In May 2017, the group Conservative Republicans of Texas, led by Dr. Steven F. Hotze and former Harris County Republican chairman Jared Woodfill, placed a statewide call for conservative Christian candidates to run for state representative in the primary elections scheduled for March 6, 2018, against intra-party opponents of the Kolkhorst bill, on which the House has still refused to permit a roll call. Hotze called Republican opponents of the bill "spineless, yellow-belly Texas Republican state representatives who have not had the courage to ... protect the privacy and safety of their mothers, wives, daughters, and granddaughters. ... If a man does not have the courage to protect women and girls and keep them from harm’s way, then he is as worthless as chaff that the wind drives away ..." Hotze questioned the extent of Republican opposition to the bill, which he claims has the support of 84 percent of Texas Republicans in a recent survey.

The May 8 deadline for House bills to be approved by House committees passed without Speaker Straus permitting a House vote to consider Kolkhorst's bathroom bill, effectively killing the legislation for the 2017 session.

On August 3, 2016, about one hundred persons joined members of the clergy in a rally at the state Capitol in support of Kolkhorst's legislation. Pastor Ericka McCrutcheon of Houston, said that "men should not have access to the showers, locker rooms, changing rooms of women and girls. It's not decent, and it does not make sense." Pastor Bill Owens, who marched for civil rights in the 1960s, said that he "marched to be able to go to the school of my choice, to get a job [for which] I was qualified.
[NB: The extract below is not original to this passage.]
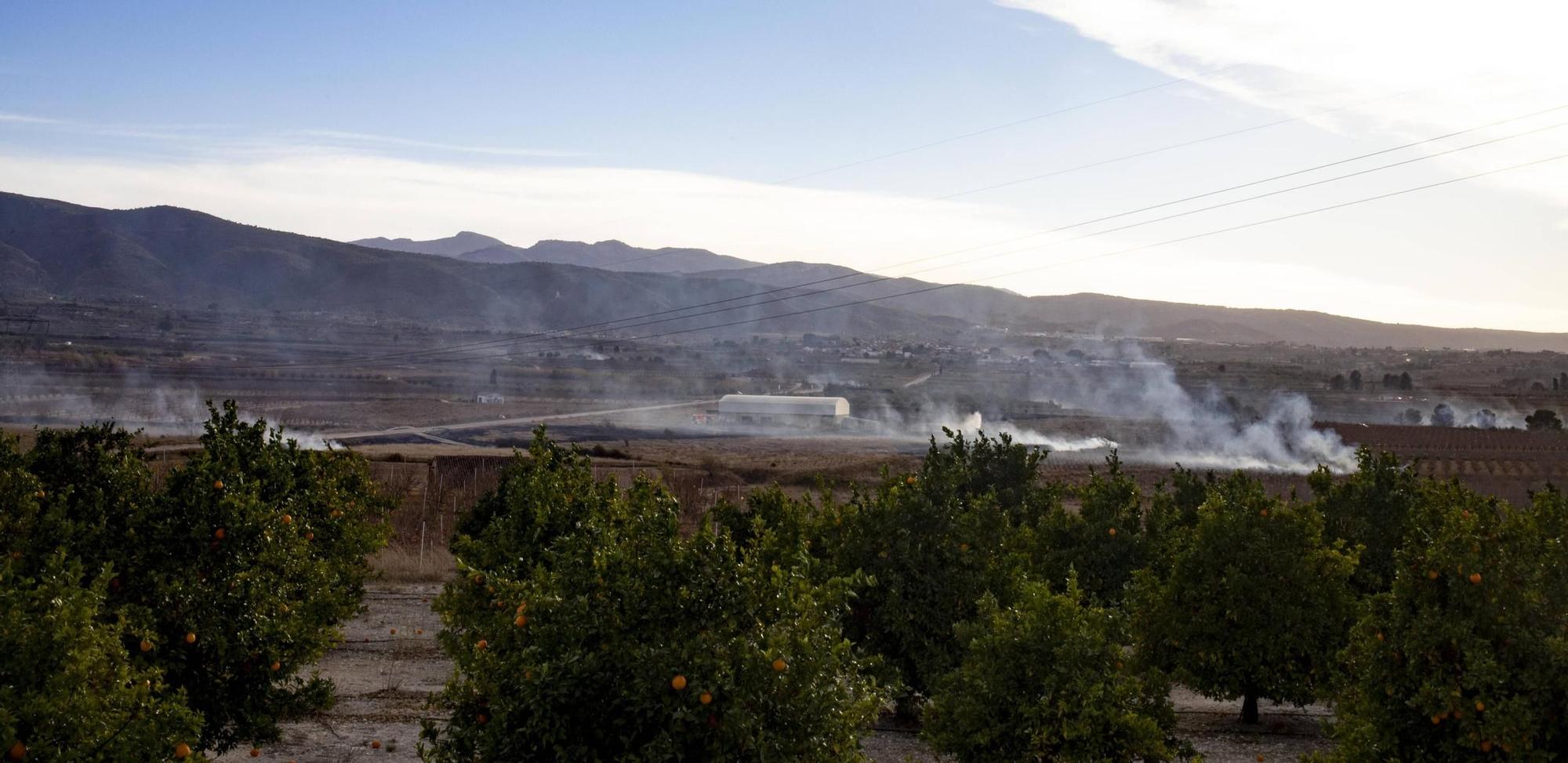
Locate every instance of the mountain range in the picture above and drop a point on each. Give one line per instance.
(175, 256)
(612, 255)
I did not march one foot, one yard, one mile for men to go in women's restrooms." Kolkhorst, however, said that she has not spoken with Speaker Straus about bringing up her bill for a vote by the full House.

Personal life

Kolkhorst and her husband, James Darren "Jim" Kolkhorst, have two children. Though they reside in Brenham, the couple owns and operates Kolkhorst Petroleum in Navasota in Grimes County. The company was founded by Jim Kolkhorst's father, James Henry "Bubba" Kolkhorst.

She is a member of the St. Paul's Evangelical Lutheran Church in Brenham.